Fat (also known as lipid), is one of the three classes of nutrients; the other two are proteins and carbohydrates. The major function of fat is to provide energy for the body. Pound per pound, fat contains more energy (calories) than protein and carbohydrates. There are three types of fat:
Triglycerides are where most of the fat calories are stored. In addition to providing energy, fat also serves other functions, for example, cholesterol and phospholipids are components of cell membranes and sheaths surrounding nerve cells. Cholesterol is also important for the production of bile acids and other hormones (such as sex hormones and adrenal hormones).
What are fatty acids?
Fatty acids consist of chains of carbon atoms linked together by chemical bonds. On one end (terminal) of the carbon chain is a methyl group (a cluster of carbon and hydrogen atoms), the other terminal is a carboxyl group (a cluster of carbon, oxygen and hydrogen atoms). The chemical bonds between carbon atoms can be either single or double bonds. Single bonds have more hydrogen molecules around them than double bonds. These chemical bonds determine whether a fatty acid is saturated or unsaturated (see discussion below). Fatty acids also come in different lengths: short chain fatty acids have less than 6 carbons, while long chain fatty acids have 12 or more carbons.
Fatty acids serve as energy for the muscles, heart, and other organs, as building blocks for cell membranes, and as energy storage for the body. Those fatty acids not used up as energy are converted into triglycerides. A triglyceride is a molecule formed by attaching three fatty acids onto a glycerol compound that serves as a backbone. Triglycerides are then stored in the body as fat (adipose) tissue.
What are saturated fatty acids?
Saturated fatty acids contain single bonds only. Fats containing saturated fatty acids are called saturated fats. Examples of foods high in saturated fats include lard, butter, whole milk, cream, eggs, red meat, chocolate, and solid shortenings. Excess intake of saturated fat can raise one’s blood cholesterol and increase the risk of developing coronary artery disease.

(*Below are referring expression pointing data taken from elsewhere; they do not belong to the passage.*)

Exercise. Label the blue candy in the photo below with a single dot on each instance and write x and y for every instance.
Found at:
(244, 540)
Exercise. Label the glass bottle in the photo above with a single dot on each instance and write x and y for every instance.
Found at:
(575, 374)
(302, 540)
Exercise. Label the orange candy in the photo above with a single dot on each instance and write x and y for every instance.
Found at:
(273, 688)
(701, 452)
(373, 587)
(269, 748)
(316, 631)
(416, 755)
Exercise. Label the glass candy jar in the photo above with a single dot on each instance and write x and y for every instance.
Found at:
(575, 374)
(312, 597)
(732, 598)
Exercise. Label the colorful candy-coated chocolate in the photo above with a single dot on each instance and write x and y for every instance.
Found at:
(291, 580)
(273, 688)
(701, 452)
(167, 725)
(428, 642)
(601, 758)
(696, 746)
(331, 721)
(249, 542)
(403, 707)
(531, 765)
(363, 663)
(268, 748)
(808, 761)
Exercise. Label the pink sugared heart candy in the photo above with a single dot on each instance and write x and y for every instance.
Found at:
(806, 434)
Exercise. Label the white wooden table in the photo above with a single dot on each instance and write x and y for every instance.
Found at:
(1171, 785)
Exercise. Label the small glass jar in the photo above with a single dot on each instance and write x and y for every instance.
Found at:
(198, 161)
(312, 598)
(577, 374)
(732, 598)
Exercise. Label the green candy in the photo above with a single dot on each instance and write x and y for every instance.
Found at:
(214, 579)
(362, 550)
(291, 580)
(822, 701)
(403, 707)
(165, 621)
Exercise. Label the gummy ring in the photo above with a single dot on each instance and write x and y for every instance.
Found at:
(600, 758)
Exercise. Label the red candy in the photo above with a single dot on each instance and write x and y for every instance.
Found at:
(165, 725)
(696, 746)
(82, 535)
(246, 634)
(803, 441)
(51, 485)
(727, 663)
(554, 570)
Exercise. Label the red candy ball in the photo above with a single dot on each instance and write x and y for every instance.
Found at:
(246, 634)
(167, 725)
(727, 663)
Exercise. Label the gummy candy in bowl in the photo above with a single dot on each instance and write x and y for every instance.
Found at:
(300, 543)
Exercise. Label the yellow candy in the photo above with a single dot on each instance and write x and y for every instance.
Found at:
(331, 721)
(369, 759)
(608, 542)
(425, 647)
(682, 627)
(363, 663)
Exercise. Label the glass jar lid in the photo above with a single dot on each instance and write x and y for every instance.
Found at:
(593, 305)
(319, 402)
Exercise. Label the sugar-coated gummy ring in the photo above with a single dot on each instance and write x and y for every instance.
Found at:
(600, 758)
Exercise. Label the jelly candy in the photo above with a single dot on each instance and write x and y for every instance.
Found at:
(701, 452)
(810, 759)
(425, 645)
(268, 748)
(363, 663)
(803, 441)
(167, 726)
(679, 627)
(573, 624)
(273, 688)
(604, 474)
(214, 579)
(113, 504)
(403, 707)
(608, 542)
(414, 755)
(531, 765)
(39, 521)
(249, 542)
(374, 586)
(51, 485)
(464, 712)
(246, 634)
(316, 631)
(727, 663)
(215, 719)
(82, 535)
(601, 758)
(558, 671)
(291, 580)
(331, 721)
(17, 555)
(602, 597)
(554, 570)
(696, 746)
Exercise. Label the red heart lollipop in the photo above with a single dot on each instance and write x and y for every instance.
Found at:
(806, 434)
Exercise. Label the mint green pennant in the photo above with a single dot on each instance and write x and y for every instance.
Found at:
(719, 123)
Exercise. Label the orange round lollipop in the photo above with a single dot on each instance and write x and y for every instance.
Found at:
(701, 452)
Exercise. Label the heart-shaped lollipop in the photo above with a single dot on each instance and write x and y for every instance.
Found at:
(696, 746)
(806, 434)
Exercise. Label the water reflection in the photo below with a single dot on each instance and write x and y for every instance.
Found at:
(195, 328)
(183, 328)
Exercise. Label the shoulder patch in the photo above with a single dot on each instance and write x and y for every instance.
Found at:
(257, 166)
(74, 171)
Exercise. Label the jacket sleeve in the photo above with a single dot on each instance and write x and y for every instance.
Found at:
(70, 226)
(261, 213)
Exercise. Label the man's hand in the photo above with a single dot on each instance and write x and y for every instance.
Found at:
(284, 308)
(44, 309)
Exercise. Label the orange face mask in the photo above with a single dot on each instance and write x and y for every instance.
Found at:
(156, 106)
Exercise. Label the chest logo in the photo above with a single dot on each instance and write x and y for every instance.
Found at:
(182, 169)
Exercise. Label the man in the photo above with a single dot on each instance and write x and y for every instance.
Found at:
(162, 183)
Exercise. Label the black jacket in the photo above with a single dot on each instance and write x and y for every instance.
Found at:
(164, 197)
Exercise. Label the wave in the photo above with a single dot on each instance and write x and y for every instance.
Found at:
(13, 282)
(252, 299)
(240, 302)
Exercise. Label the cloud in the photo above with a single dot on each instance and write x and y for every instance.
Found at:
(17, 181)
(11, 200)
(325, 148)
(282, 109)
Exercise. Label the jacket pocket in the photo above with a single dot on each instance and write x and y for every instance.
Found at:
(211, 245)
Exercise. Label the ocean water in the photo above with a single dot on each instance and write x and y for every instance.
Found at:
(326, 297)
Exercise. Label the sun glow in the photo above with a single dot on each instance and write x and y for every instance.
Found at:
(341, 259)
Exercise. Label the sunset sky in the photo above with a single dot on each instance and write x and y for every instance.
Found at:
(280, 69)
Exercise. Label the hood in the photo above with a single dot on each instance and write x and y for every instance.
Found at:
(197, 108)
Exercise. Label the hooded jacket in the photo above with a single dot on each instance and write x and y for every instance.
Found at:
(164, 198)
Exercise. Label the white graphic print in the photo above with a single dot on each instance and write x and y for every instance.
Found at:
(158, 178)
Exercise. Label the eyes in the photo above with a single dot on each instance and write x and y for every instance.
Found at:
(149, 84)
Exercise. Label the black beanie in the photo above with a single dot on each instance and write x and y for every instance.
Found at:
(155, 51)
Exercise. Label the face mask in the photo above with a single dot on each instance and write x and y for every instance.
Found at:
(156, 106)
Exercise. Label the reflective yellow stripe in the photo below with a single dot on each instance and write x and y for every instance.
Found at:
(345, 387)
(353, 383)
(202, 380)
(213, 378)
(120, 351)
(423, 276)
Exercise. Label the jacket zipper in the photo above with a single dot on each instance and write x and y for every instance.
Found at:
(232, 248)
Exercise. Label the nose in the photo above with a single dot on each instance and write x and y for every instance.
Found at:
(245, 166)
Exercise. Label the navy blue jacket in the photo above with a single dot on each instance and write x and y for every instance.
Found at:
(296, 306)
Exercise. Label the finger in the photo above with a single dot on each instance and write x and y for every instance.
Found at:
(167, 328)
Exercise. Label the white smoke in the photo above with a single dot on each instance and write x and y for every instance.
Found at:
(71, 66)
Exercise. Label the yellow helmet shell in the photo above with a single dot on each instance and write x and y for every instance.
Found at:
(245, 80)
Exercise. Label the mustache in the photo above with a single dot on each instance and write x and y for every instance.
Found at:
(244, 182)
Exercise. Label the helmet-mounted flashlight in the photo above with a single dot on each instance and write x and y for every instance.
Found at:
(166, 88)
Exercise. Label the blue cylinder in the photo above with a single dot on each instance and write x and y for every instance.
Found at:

What are monounsaturated fatty acids?
Monounsaturated fatty acids contain one double bond. Examples of foods high in monounsaturated fat include avocados, nuts, and olive, peanut and canola oils. Scientists believe that increased consumption of monounsaturated fats (for example eating more nuts) is beneficial in lowering LDL cholesterol (the “”bad”” cholesterol) and lowering the risk of coronary heart disease, especially if monounsaturated fats are used to substitute for saturated fats and refined sugars.
What are polyunsaturated fatty acids?
Polyunsaturated fatty acids contain more than one double bond. Examples of foods high in polyunsaturated fats include vegetable oils, corn, sunflower, and soy.
What are essential fatty acids?
Essential fatty acids are polyunsaturated fatty acids that the human body needs for metabolic functioning but cannot produce, and therefore has to be acquired from food.
What are omega-3 fatty acids?
Omega-3 fatty acids are a class of essential polyunsaturated fatty acids with the double bond in the third carbon position from the methyl terminal (hence the use of “”3″” in their description). Foods high in omega-3-fatty acids include salmon, halibut, sardines, albacore, trout, herring, walnut, flaxseed oil, and canola oil. Other foods that contain omega-3-fatty acids include shrimp, clams, light chunk tuna, catfish, cod, and spinach.
What are omega-6 fatty acids?
Omega-6 fatty acids are a class of essential polyunsaturated fatty acids with the initial double bond in the sixth carbon position from the methyl group (hence the “”6″”). Examples of foods rich in omega-6 fatty acids include corn, safflower, sunflower, soybean, and cottonseed oil.
What are the n-3 and n-6 fatty acids?
These are synonyms for omega-3 and omega-6 fatty acids, respectively.
What are trans fatty acids?
Trans fatty acids (trans fats) are made through hydrogenation to solidify liquid oils. Heating omega-6 oils such as corn oil to high temperatures creates trans fats. Trans fats increase the shelf life of oils and are found in vegetable shortenings and in some margarines, commercial pastries, fried foods, crackers, cookies, and snack foods. Intake of trans fatty acids increases blood LDL-cholesterol (“”bad”” cholesterol), decreases HDL cholesterol (“”good cholesterol””), and raises the risk of coronary heart disease.